Nevoeiro e baixa visibilidade, por Rui Martinho

Os acontecimentos frenéticos da Lava Jato, somados às diversas crises superpostas, afetando os campos econômico, moral e político restringem a visibilidade necessária às conjecturas prospectivas. Não sabemos, ao fim e ao cabo, quem sobreviverá; que novas lideranças emergirão dos escombros; se agremiações políticas serão destruídas ou sobreviverão; e quais serão as possíveis mudanças institucionais. Temos um nevoeiro de baixa visibilidade na vida pública. Não sabemos se as instituições sairão mais fortes ou fragilizadas. Os limites da judicialização da política, inevitavelmente associados à politização do judiciário, ainda não estão definidos. Não sabemos sequer se a ordem jurídica e política sobreviverá.

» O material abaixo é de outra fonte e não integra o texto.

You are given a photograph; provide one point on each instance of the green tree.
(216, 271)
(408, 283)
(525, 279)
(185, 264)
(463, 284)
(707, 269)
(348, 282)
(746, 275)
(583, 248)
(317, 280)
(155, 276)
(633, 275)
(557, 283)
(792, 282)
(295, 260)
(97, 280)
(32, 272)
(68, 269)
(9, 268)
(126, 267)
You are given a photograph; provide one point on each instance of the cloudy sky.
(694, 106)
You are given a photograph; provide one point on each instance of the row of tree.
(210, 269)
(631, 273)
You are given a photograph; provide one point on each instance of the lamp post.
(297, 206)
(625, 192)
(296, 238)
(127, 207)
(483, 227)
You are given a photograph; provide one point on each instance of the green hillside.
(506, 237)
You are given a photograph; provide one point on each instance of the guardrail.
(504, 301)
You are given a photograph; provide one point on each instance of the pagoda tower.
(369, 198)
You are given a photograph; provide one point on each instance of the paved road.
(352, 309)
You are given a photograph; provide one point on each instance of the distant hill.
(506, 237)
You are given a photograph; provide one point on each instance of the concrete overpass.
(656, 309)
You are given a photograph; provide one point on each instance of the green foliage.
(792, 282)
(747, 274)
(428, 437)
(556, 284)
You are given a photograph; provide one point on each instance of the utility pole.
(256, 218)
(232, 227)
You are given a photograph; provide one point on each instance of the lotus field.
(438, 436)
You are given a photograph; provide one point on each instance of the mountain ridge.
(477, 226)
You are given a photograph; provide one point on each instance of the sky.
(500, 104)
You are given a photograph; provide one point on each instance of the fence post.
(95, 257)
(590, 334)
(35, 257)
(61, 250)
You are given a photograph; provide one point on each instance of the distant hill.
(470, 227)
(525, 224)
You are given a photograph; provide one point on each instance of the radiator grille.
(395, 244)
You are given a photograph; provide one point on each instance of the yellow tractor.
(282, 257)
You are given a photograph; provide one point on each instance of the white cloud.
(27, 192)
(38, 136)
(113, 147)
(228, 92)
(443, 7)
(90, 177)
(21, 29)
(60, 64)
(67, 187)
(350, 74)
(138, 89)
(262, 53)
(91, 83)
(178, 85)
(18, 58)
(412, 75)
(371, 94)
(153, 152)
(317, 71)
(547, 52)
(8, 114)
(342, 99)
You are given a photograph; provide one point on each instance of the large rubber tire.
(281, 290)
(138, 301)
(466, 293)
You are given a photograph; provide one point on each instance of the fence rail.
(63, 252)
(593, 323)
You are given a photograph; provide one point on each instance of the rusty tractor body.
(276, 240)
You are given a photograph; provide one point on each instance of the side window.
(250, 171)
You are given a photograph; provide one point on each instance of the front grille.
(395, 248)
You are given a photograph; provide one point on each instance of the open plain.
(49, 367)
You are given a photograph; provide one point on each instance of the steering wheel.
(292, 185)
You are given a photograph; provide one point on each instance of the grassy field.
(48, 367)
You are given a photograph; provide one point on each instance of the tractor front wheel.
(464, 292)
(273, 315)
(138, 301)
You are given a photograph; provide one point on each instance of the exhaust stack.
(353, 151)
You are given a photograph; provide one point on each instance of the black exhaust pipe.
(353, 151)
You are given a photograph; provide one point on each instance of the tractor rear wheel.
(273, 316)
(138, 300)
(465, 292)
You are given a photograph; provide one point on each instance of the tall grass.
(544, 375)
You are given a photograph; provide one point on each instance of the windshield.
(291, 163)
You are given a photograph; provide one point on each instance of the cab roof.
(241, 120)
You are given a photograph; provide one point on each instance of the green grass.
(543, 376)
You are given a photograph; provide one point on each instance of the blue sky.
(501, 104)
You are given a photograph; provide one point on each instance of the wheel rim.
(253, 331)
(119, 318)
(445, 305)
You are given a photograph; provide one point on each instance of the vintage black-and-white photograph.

Todos vislumbram uma faxina em regra. Os novos meios de investigação de que dispõe a polícia técnica, seja na forma de gravações, grampos, rastros eletrônicos de transações financeiras, abertura dos sigilos bancários nos paraísos fiscais mediante precatório e, principalmente, o direito premial, que oferece sedutoras oportunidades de barganha, ensejando a quebra da “lei do silêncio” reinante nas organizações do tipo mafioso. Apesar do nevoeiro, a corrupção certamente se tornará uma atividade cujos riscos serão cada vez mais altos.

A visão maniqueísta da política dividia os homens públicos e os partidos em dois grupos: heróis virtuosos e vilões. Agora parece destinada ao museu dos equívocos lamentáveis. Os problemas nacionais podiam ser solucionados pela vontade política. O voluntarismo não foi suficiente. Equívoco ou falta de vontade virtuosa?

Vislumbramos ainda, em meio ao denso nevoeiro, dias mais difíceis para as promessas de milagre econômico, entendendo-se como tal o aumento da renda sem aumento da produtividade; consumo sem renda, baseado sobretudo no endividamento; gastos públicos crescendo mais rápido do que a economia; e investimento sem poupança. O aparente sucesso realizado nestas circunstâncias, na forma apresentada como crescimento da classe média e do consumo de bens e serviços, conforme demonstrado pela profunda crise assim produzida, não tem sustentação, não se mantém a médio prazo.

Não existe almoço sem conta, conforme adverte o mestre de Chicago, Milton Friedman. É possível que, pelo menos por uns tempos, fique mais difícil enganar a muitos por todo o tempo, embora certamente continuará possível enganar alguns todo tempo, como diria Lincoln.

Fala-se, com temor, na possibilidade do advento de um aventureiro, que ocuparia o espaço deixado pelas lideranças e partidos desmoralizados. Personalidades que se tornaram notórias no cumprimento do dever, combatendo a corrupção no exercício da judicatura, seriam os possíveis estranhos no ninho da política: juiz Sérgio Moro e o ex-ministro Joaquim Barbosa são os nomes mais lembrados nas cogitações desta linha de raciocínio. Não existem indícios, até agora, de que as personagens citadas se encaminhem para a política. Nem é certo que seriam imbatíveis. Mas se o fizerem dentro do jogo democrático não há o que recriminar.

Rui Martinho

Doutor em História, mestre em Sociologia, professor e advogado.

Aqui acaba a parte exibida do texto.